By Fred-Ahmadu Olamide

Catfishing has increased in frequency over the past ten years due to the growth of social media and online dating. Nigeria, behind the Philippines, has the second-highest reported number of romance frauds worldwide, according to a recent Techshielder survey.

But exactly what is this risky catfishing activity that you’ve heard so much about? What are the telltale indications of catfishing? What should you do to avoid it? In this blog post, we will address each of these queries.

What is Catfishing?
Catfishing is the act of creating a false identity by exploiting information and images, frequently obtained from other individuals. Other times, a catfisher will pose as someone else while stealing their whole identity, including their appearance, birthdate, and place of residence. The catfisher uses this identity to lure individuals into joining their network or engaging in online business with them.


A catfishing attack may occasionally focus on just one person. A catfisher may build a persona under these circumstances if they think it will appeal to their intended catfishing victim. Online dating websites and forums have long been rife with catfishing. Because catfishers can conceal some or all of their true identities without being exposed, people frequently falsify some details of their profiles to entice their targets.

Signs You Are Being Catfished
Online, there are countless accounts of people who have been catfished, and while the details may vary, the warning indicators are always the same. Here are eight indicators that you are being catfished, along with advice on how to avoid it.
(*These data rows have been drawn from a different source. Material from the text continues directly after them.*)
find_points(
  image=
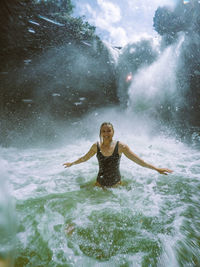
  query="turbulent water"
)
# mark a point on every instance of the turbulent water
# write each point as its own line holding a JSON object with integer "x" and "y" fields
{"x": 61, "y": 219}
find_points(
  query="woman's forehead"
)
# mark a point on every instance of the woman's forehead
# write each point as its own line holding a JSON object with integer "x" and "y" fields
{"x": 106, "y": 127}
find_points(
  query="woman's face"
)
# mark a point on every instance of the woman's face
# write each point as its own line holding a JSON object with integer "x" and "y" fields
{"x": 107, "y": 132}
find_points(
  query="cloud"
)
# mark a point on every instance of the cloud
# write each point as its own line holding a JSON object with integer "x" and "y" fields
{"x": 120, "y": 22}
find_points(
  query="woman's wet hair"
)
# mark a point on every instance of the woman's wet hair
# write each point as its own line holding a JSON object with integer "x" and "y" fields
{"x": 103, "y": 124}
The relationship progresses quickly
The majority of catfishing stories you read will demonstrate how quickly and strongly a person can seduce their potential victims. You are probably being catfished if, in the first few discussions, the other person seems to be rushing the connection without ever having met you.


 They never want to show their face
There is a significant probability that someone is hiding their genuine identity if they appear sincere but only wish to communicate via phone or writing (or, similarly, if they constantly discuss meeting in person but persistently run into obstacles that prohibit them from doing so).
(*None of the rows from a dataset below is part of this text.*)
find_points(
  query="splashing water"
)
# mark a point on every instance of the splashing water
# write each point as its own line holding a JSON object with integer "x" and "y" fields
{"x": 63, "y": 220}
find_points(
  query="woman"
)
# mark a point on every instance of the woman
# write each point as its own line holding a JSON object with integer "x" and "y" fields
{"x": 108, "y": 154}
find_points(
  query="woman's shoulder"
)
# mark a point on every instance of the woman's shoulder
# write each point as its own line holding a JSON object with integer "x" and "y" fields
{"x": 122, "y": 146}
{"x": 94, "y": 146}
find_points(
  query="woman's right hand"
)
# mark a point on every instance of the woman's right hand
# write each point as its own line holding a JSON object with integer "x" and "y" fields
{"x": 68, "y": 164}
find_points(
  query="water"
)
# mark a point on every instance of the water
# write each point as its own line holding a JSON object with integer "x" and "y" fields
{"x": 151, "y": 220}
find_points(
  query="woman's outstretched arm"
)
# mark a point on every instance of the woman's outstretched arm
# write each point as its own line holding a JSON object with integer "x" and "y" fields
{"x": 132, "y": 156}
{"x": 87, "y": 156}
Social media usage is sparse
Social media accounts are no longer proof of someone’s identification. They might be a catfish if their accounts have few friends and few postings (being tagged in friends’ photos is most helpful in this research).

They ask for money
Everyone occasionally needs a helping hand, but usually, assistance should be solicited from close relatives or friends—someone you have known for a long time. If you’ve been romanced online (remember, you’ve never met in person!) and the individual asks you to send money to them or a “friend,” see this as a huge warning sign.

Their “job” sends them around the world
If the person you met online has a “career” that requires them to frequently travel (especially to regions like Africa or the Middle East), take note. Not everyone who travels for a living is a scam artist. These people may be using this as an excuse to avoid engaging in face-to-face discussion, and those who claim to be stranded abroad frequently ask for money.

 Proper grammar is lacking
Do not be hesitant to probe more if someone claims to be from an English-speaking nation but there is evidence of poor language skills. A catfish will likely stop communicating with you and start looking for someone else to con.

They have elaborate stories
Catfishers are skilled at playing on your emotions in order to win your sympathy or your money. Early disclosure of childhood trauma to a total stranger should be taken as an attempt to establish an emotional connection. Catfishers often create elaborate justifications for why they can’t use Skype yet again or even why they require an urgent money transfer. Watch out for people who have this habit online.

Tips on How to Avoid Falling Victim to Catfishing

Tip 1: Ask for a face-to-face meeting during the first week if you two seem sincere in each other (anything like Skype or Facetime works if they live far). If they reject, keep giving reasons not to, or never respond, delete the link and be grateful you spared yourself the time and agony.

Tip 2: Never send large or irregular amounts of money to an online stranger or someone you don’t know on a regular basis. Also, never reveal information about your financial accounts!

Tip 3: Be observant. It is understandable that it is simple to fall hopelessly in love with someone who says they care about you, who is wealthy, and who speaks sweetly, but it should eventually become apparent that they may be a little too good to be true. particularly if you have never met. Before doing them a favor or sending them any money, think twice.